New Secretary appointed
Feature
Keywords: Secretary of the Auroville Foundation, Auroville Foundation, Government of Gujarat, Chennai, Swachh Bharat Mission (Clean India Movement), Indian Administrative Service (IAS), COVID-19 pandemic, Ayurveda and Gujarat
References: Dr Jayanti Ravi, Kireet Joshi and Smt Sonia Gandhi
Dr
Dr. Ravi has visited Auroville on several occasions in a personal capacity and had worked with Dr. Kireet Joshi, who mentored her in studying the works and philosophies of Sri Aurobindo. She is a native of Chennai, is married to Shri Ravi Gopalan and has two children. She holds a Master’s degree in nuclear physics from the University of Madras, a Master degree in Public Administration (MPA) from Harvard University and a PhD in e-governance from MS University, Baroda.

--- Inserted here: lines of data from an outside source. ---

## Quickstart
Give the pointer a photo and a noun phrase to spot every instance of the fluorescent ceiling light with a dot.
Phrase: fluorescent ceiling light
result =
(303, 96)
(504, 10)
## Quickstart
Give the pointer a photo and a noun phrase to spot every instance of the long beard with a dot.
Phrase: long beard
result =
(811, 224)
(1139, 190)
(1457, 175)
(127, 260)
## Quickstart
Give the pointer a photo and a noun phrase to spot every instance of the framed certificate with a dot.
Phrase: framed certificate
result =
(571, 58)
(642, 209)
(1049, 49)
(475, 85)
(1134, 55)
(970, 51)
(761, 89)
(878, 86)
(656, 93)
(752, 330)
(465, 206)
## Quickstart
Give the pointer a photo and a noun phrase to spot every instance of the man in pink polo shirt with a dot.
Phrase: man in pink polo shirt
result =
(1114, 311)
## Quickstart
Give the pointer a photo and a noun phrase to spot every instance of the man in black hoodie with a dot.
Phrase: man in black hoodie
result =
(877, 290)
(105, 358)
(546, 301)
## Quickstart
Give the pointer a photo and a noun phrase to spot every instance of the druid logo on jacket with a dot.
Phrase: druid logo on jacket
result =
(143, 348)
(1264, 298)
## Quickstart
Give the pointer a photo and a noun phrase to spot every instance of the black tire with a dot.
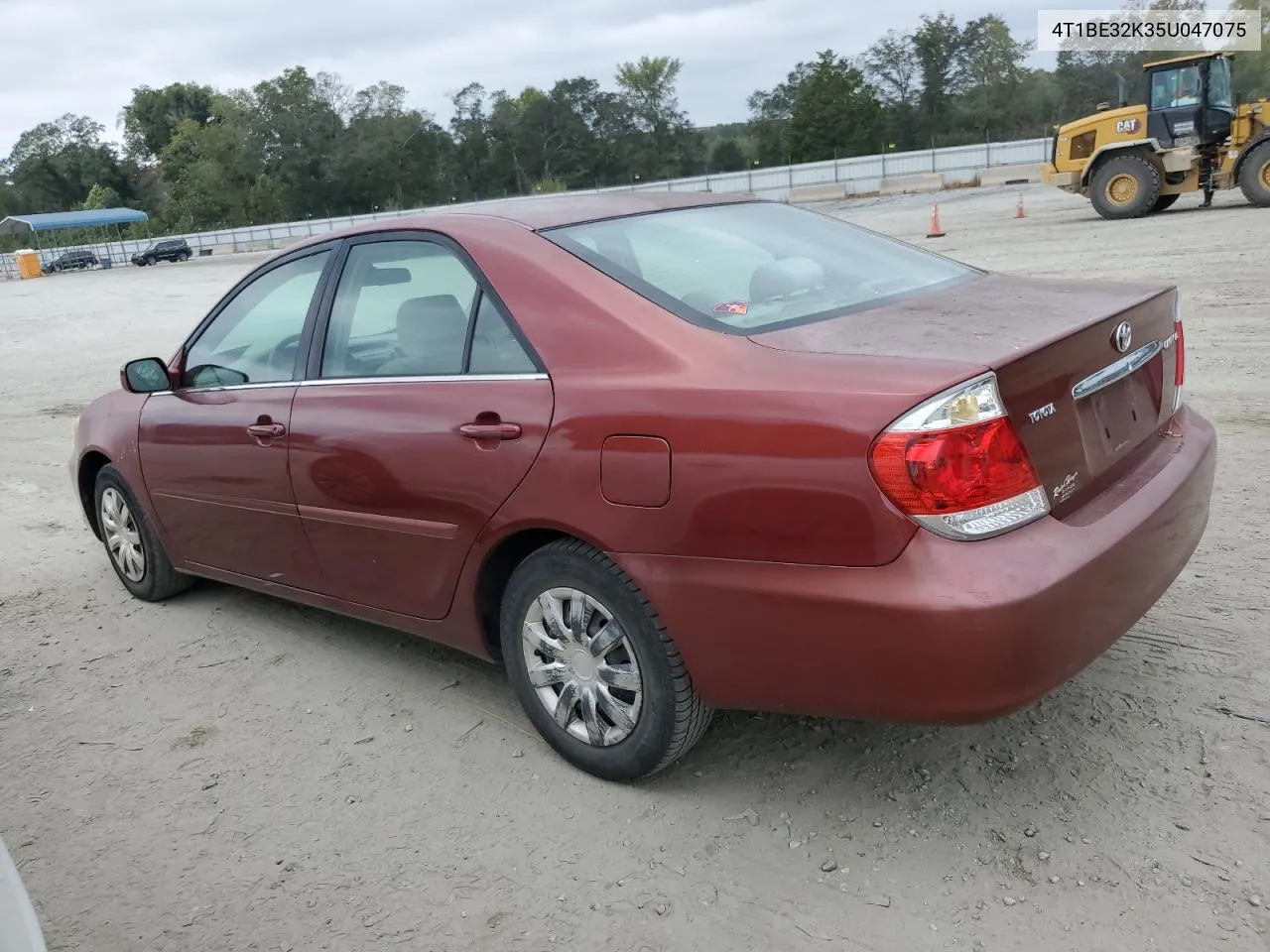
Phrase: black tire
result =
(671, 717)
(158, 579)
(1255, 176)
(1124, 186)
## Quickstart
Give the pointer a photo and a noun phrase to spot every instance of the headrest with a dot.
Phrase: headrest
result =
(785, 278)
(431, 324)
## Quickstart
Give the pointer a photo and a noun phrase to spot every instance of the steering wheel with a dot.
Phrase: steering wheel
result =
(277, 361)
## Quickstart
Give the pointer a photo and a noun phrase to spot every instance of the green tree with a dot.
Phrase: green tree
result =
(834, 112)
(939, 45)
(667, 144)
(102, 197)
(151, 118)
(770, 116)
(992, 70)
(893, 68)
(726, 157)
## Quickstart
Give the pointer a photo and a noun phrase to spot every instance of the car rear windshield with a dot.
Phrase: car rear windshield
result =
(756, 266)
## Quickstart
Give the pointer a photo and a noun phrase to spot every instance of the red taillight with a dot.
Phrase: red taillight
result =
(953, 470)
(956, 466)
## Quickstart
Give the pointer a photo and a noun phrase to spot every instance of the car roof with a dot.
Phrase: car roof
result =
(570, 208)
(532, 212)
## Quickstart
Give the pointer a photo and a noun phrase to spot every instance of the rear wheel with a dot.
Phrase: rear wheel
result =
(131, 543)
(593, 667)
(1125, 186)
(1255, 176)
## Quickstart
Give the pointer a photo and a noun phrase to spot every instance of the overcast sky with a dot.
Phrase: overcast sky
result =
(85, 56)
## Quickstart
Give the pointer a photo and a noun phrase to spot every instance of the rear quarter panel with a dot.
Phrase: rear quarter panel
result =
(767, 448)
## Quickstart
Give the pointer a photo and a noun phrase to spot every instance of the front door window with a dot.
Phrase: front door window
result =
(254, 339)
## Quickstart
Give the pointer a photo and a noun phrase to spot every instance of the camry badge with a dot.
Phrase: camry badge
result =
(1123, 336)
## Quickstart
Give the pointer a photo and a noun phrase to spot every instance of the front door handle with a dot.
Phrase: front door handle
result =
(266, 430)
(490, 430)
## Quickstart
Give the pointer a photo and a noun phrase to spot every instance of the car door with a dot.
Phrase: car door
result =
(213, 451)
(422, 412)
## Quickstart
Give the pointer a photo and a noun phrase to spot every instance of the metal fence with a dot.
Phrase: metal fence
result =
(858, 175)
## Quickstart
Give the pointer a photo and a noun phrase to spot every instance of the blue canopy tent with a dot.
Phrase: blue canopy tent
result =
(62, 221)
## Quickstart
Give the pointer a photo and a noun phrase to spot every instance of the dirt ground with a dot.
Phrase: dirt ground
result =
(232, 772)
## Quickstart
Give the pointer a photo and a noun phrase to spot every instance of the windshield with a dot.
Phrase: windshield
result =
(756, 266)
(1219, 85)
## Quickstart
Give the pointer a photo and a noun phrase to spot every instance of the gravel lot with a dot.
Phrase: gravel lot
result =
(232, 772)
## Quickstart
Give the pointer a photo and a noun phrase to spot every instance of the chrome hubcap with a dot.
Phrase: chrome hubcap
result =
(122, 537)
(581, 666)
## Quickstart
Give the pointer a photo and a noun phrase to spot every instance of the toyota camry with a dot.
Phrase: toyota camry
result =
(666, 454)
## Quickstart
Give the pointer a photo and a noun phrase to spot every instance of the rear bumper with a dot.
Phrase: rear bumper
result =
(951, 631)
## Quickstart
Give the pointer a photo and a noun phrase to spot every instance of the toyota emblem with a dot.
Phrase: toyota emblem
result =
(1123, 336)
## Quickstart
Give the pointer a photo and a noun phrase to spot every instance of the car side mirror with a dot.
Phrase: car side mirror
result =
(148, 375)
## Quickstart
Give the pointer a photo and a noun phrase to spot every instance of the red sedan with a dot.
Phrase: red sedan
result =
(665, 454)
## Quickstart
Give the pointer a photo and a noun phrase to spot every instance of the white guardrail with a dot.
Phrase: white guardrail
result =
(858, 175)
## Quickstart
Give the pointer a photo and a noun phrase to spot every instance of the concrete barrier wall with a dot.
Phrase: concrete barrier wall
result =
(908, 184)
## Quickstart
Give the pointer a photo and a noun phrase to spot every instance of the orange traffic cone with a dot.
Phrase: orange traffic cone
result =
(937, 231)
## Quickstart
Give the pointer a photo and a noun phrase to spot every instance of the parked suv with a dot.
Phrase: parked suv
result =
(168, 250)
(72, 261)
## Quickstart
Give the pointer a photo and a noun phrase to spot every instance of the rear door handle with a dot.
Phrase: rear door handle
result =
(266, 430)
(490, 430)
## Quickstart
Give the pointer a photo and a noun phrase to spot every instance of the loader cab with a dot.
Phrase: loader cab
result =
(1189, 100)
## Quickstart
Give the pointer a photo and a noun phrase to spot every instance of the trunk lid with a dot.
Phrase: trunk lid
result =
(1044, 339)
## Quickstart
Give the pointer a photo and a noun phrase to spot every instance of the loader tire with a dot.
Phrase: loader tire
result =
(1125, 186)
(1255, 176)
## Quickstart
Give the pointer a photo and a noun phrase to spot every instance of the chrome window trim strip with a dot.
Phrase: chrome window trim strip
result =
(331, 381)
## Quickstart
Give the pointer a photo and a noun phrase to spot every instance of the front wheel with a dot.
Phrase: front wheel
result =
(593, 667)
(131, 543)
(1125, 186)
(1255, 176)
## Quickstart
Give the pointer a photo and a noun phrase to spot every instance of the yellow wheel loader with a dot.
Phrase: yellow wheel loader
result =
(1191, 136)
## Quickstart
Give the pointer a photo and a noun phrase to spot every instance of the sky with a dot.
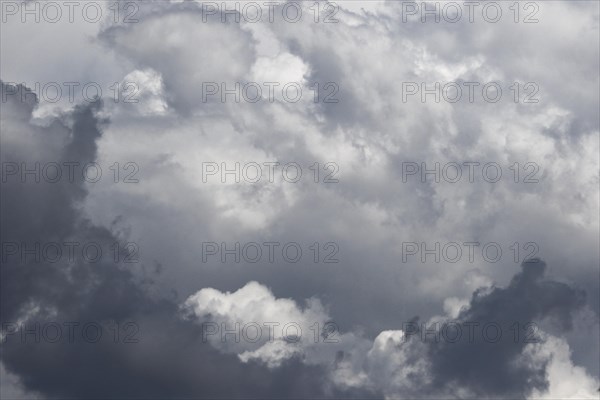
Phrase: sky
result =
(300, 199)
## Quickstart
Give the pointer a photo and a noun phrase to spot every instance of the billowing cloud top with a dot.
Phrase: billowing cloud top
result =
(300, 200)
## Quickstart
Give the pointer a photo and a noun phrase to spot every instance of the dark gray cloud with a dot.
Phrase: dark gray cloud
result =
(169, 360)
(489, 365)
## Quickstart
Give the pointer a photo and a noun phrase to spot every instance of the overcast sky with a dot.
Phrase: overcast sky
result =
(300, 199)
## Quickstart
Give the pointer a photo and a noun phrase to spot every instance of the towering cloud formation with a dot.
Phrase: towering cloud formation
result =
(187, 325)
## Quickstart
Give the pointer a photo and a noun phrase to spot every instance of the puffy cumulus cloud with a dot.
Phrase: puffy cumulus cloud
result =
(167, 357)
(423, 360)
(369, 133)
(254, 324)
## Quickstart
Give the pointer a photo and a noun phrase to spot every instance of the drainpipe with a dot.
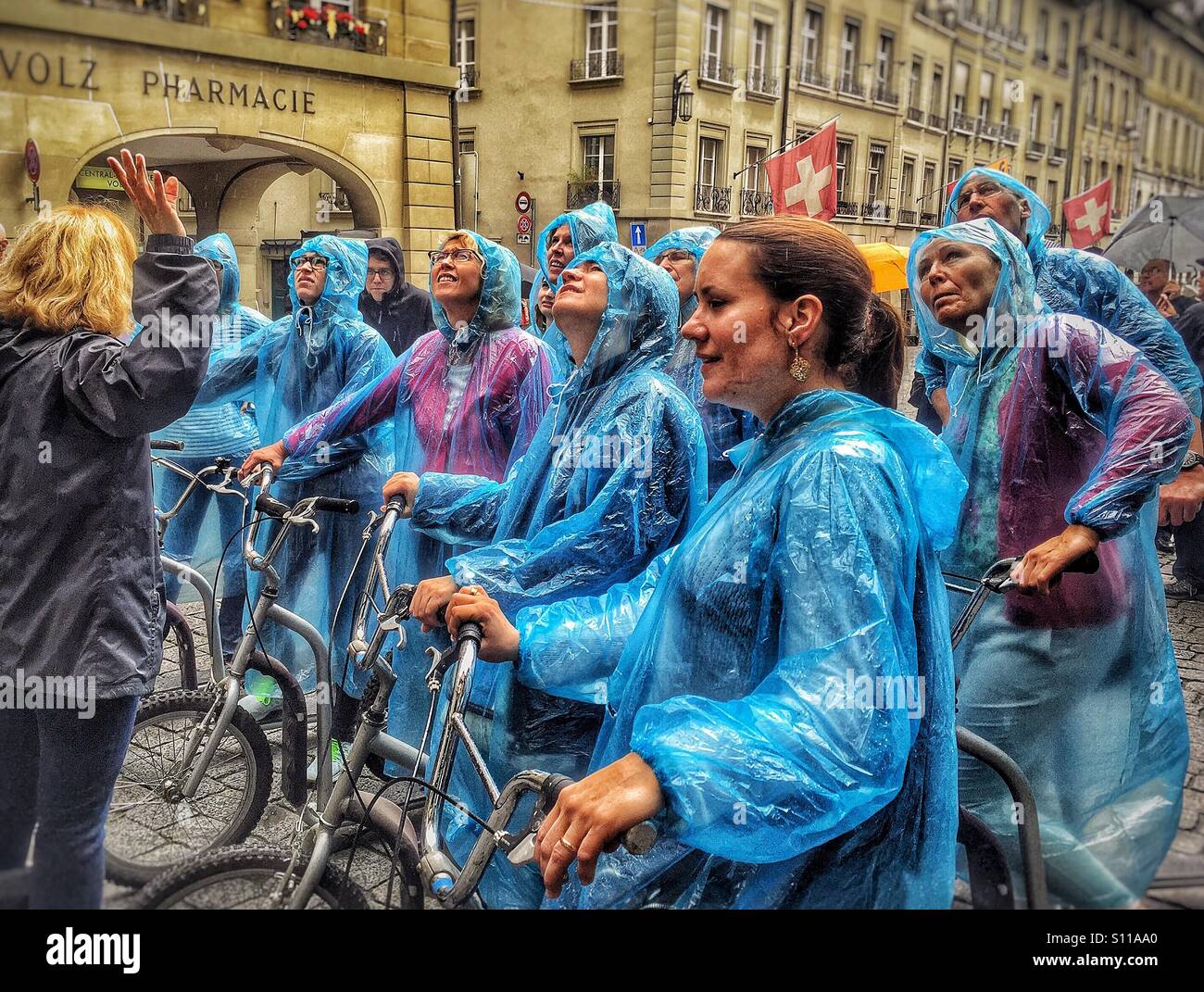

Dr. Ravi’s achievements as an IAS officer are impressive. As a 25-year old working in the district of Jamnagar in Gujarat, she managed to rescue over 500 bonded labourers from the ships anchored in the high seas off Jamnagar coast. As District Collector of the Panchmahals district in Gujarat, she was able to secure lasting peace in the city of Godhra after the 2002 incident, when 58 Hindu pilgrims returning from Ayodhya died inside a train compartment, which caught fire. Her effective handling of communal tensions won her accolades from the media. During her tenure at Panchmahals, she also started an e-governance experiment to make government information and forms readily available to the public.
In August 2004, she was handpicked by Congress President and UPA chairperson, Smt. Sonia Gandhi, and was deputed as Director of the National Advisory Council which was headed by Ms. Gandhi. She was deputed at the UPA-led NAC till July 2007.
She then served again the state of Gujarat in various functions, such as Labour Commissioner and Director, Labour & Employment. She has worked as Commissioner, Higher Education and as Commissioner, Technical Education in Gujarat. She has worked with Prof Kireet Joshi, the advisor to the then Chief Minister of Gujarat, to establish the Children’s University, the Indian Institute of Teacher Education (IITE) and the Gujarat Educational Innovations Commission.
In this period she also wrote the book Silver Lining: Insights into Gujarat, which carries a foreword by Sam Pitroda, Chairman of the National Innovation Council. The book is a collection of some of the experiences and instances that Dr. Ravi found herself in at various points in her career. Originally written as columns in the magazine Frontline, the vignettes show the career life of a bureaucrat credited with turning around a dormant system of higher education in Gujarat. It shows another side of administration, the human face of development, portraying, among others, educated youths returning to their villages to usher in a transformation of life; children whose demands for books to read force a sleepy public library to order three thousand books; illiterate women ensuring that the village school is functional and well kept; and persons afflicted with leprosy who struggle for the right to a dignified life. All these diverse stories give an account of the manner in which government intervention could catalyse the lives of common people.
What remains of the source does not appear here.